You think about the short-term accommodation – this has to be a very good village for athletes. This is their experience of living in a Toronto neighbourhood. But you have to keep an eye on the end user. There are two sets of requirements. For example, in our building code, to have accessible washrooms, you have to be able to set a five-foot diameter circle in the plan. But in this case, because of the Games, they wanted a five-foot square, which is very different – it’s larger because of the corners. That’s a challenge. You need a seamless transition from one use to another.
It’s easy to imagine an athletes’ village becoming student housing – George Brown will have some student housing in the neighbourhood. But when you get into the sites we designed, which are condominiums, you get into another order of transition. The condo is in place, but a living space might be divided in half with a temporary partition to form two bedrooms. And the kitchens won’t be there – the athletes are eating in a dining tent. There are no finishes on the floor. The appliances aren’t there. The end users, many of whom have already bought their units, are expecting their units to be pristine when they walk in. What we’re gearing up for right now is the post-Games transition.
I know the West Don Lands planning has been going on for more than a decade, but what was the time frame for actually getting these buildings designed and built?
Very short. From beginning to end, three years. It’s high-speed city building. Because of the time constraints and the drop-dead deadline, everyone had to make really good decisions right off the bat.
Do you have thoughts about this neighbourhood being the legacy of the Games?
Most of the units are sold. When all the athletes are gone and everything fades into memory, it has to be something. And that something is called the Canary District. So we went from the West Don Lands to the Pan Am Games Athletes’ Village, and it will eventually transition over several months and emerge as the Canary District.
For us, the legacy of the Games is all about creating a sustainable neighbourhood with a mix of uses – not just condos. I don’t think you can make a city with just condos and retail. The Canary District will have social housing, rental units and student housing. And we had a strategy to try to immediately create a sense of neighbourhood and amenity. For example, Front Street is shifted in its alignment to the south, which makes the north sidewalk east of Cherry Street very wide. It’s like a linear plaza that’s landscaped. You don’t see this anywhere else in Toronto.
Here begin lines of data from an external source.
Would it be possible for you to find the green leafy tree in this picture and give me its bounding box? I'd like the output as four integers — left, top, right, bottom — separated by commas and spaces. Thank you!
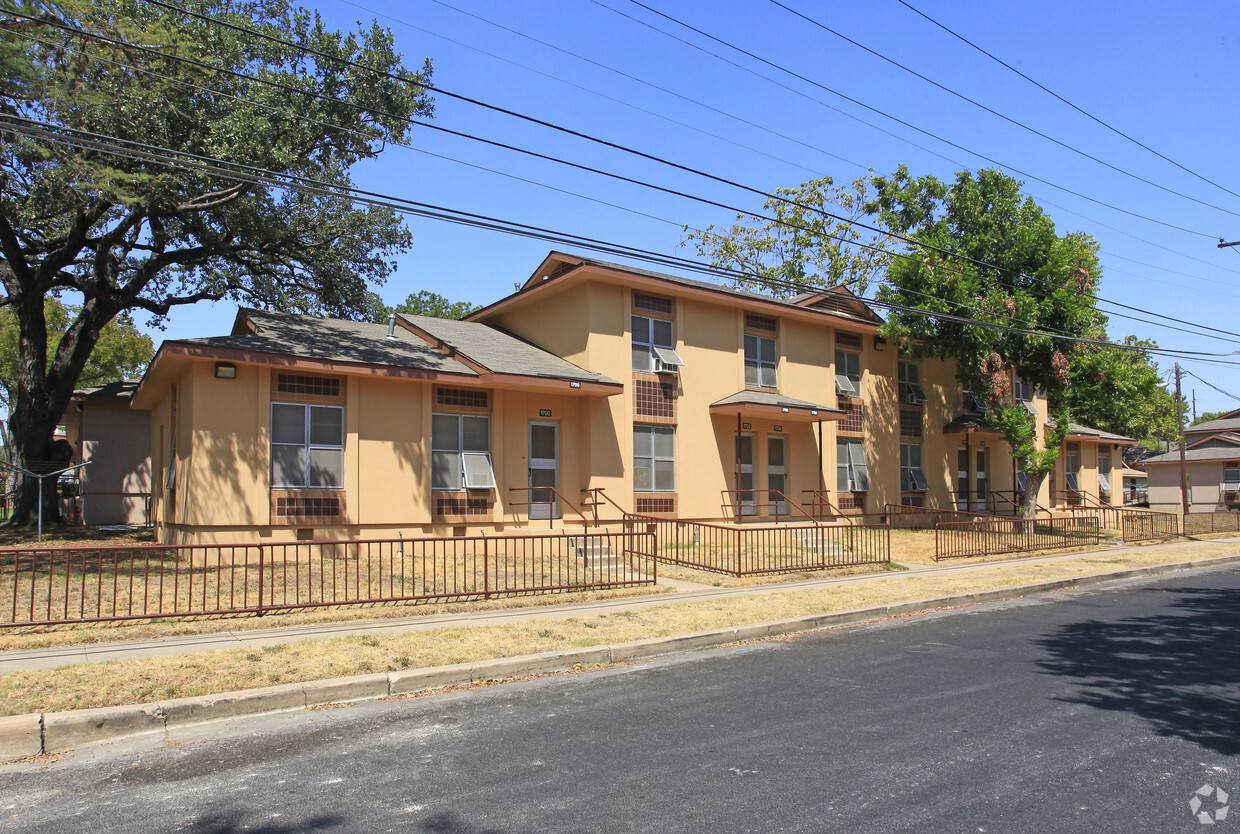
387, 290, 482, 318
684, 177, 893, 296
1068, 331, 1179, 444
1190, 411, 1230, 426
0, 0, 432, 523
868, 166, 1104, 518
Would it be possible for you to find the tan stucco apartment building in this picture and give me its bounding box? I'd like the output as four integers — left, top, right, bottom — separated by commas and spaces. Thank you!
133, 253, 1132, 543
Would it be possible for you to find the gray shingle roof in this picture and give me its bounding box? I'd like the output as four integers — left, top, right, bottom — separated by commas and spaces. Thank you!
523, 252, 882, 325
1141, 446, 1240, 466
180, 309, 477, 377
398, 315, 620, 385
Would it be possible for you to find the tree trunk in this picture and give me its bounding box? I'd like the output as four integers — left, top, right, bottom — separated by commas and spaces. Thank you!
1021, 462, 1047, 535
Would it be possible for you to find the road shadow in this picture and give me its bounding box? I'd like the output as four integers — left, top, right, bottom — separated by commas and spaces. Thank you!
1037, 587, 1240, 756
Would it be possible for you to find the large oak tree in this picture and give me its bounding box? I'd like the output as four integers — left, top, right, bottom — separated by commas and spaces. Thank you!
869, 166, 1105, 518
0, 0, 432, 523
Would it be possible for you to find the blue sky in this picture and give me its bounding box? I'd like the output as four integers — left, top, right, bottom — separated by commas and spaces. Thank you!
155, 0, 1240, 411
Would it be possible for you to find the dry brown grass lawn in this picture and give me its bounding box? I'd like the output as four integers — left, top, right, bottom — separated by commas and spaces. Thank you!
0, 544, 1235, 714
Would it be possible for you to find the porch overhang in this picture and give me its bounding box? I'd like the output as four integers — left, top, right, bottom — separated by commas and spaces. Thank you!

What’s really gratifying is that a lot of the people who bought in are intending to live there, unlike some other areas where foreign investors buy units and rent them out.
How will the Canary District fit into Toronto?
Toronto is in the midst of one of the greatest growth spurts in the history of the city. Therefore, the broad challenge for Toronto and places like the University of Toronto is how to think about the urban future that is upon us. How do you make liveable and sustainable cities at higher densities? How do you make a world that is compact, dense, diverse, and walkable? I think the Canary Distract will be all of that. What’s great about it is that it’s not about high rise towers, though. That’s why a lot of people like it.
At this moment in time, there are so many things going on in Toronto. There’s the whole transformation of Regent Park. Alexandra Park is being changed. We’re working on the Centre for Addiction and Mental Health site. The Queen’s Quay revitalization project just opened.
It’s the challenge of our time to rethink how we live in growing cities like Toronto, and how we can become an exemplar of how to live in the 21st century. The question we have to ask is are we making the world we want?